Prince Anoushiravan Mirza "Zia' od-Dowleh" "Amir Touman" (19 August 1833 – 23 October 1899) was an Iranian prince of the Qajar dynasty who served as a politician and governor.

==Life and career==
Anoushiravan Mirza was born on 19 August 1833 in Ardabil, Iran, and died on 23 October 1899 in Tabriz after developing apoplexy and paralysis. He was at Shusha, Karabakh. He was the first-born and eldest son of Prince Bahman Mirza, the vali (governor-general) of Azerbaijan during the reign of Mohammad Shah Qajar. His mother was Bahman Mirza's first chief wife, Princess Malek Soltan Khanum daughter of Mohammad Taqi Mirza.
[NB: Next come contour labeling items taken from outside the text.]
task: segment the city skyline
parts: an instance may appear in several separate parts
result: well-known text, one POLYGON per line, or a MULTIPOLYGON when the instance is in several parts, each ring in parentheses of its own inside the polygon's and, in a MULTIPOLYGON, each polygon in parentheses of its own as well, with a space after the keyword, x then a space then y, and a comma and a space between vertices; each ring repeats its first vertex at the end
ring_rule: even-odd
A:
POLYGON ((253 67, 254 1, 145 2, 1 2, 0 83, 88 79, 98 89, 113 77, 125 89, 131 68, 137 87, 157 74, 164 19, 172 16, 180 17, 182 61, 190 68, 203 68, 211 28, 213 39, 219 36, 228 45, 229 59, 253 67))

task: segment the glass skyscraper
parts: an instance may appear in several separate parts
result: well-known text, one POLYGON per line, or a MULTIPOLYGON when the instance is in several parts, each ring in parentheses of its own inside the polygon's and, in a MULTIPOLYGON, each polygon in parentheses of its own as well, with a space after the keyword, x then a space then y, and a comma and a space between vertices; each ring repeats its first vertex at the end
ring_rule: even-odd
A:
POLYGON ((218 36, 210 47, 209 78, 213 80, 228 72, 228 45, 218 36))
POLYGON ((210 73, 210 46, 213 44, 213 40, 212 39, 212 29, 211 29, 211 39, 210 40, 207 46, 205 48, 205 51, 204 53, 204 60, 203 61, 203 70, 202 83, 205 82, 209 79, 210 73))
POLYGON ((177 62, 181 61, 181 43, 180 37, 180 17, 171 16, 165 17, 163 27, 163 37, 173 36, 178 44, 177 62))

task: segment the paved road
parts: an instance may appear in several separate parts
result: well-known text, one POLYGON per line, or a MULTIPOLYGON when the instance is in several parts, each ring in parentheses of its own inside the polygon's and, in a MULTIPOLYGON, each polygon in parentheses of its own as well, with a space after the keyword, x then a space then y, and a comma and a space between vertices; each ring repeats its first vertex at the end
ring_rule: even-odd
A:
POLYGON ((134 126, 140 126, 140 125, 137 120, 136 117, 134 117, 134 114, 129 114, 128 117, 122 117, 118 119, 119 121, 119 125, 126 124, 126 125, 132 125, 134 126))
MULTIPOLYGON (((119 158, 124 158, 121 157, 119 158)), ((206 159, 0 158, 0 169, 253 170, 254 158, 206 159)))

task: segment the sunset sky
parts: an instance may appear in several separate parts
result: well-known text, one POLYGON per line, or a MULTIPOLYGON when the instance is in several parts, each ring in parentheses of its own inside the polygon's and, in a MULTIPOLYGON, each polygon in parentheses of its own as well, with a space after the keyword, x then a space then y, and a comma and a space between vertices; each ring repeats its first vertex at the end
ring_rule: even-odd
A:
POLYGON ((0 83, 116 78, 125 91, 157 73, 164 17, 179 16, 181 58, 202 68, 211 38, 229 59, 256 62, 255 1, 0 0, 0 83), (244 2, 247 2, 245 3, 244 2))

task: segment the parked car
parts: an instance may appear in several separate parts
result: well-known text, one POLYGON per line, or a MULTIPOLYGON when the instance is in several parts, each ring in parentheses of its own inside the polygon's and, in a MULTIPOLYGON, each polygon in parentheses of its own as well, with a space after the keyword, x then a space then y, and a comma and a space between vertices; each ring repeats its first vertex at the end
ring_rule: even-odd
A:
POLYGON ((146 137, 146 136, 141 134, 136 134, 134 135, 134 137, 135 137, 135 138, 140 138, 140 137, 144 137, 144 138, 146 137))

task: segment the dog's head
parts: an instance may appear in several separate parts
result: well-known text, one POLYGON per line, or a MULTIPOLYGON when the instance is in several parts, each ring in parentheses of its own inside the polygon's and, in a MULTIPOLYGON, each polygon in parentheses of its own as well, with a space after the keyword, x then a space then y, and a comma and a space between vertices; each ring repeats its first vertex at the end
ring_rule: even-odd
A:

In 1848, Bahman Mirza fell out of favour at the court in Tehran and was exiled to Russia. His wives and children followed him to the Russian occupied Caucasus province of Karabakh. However, shortly after 1850, Anoushiravan Mirza moved back to Iran. In 1872, Bahman Mirza's cousin, Naser al-Din Shah Qajar, pardoned him. Therefore, Anoushiravan Mirza was finally rewarded with several governmental offices. In 1873, he became governor of Torshiz, 1878 governor of Talesh, later 1881–1882 governor of Tabriz, 1884–1886 and 1898–1899 of Semnan, Damghan and Shahrud, 1888–1889 governor of Borujerd and Lorestan. In 1891, he had the vizierate of the province of Kermanshah on behalf of the almighty governor and commander-in-chief of his time Hasan Ali Khan Garrusi. He also received the title of Zia' od-Dowleh (lit. 'Splendour of the State') - with which he became well-known - and the military rank of Amir Touman (lit. 'Commander of Ten Thousand', i.e. general) by Naser al-Din Shah.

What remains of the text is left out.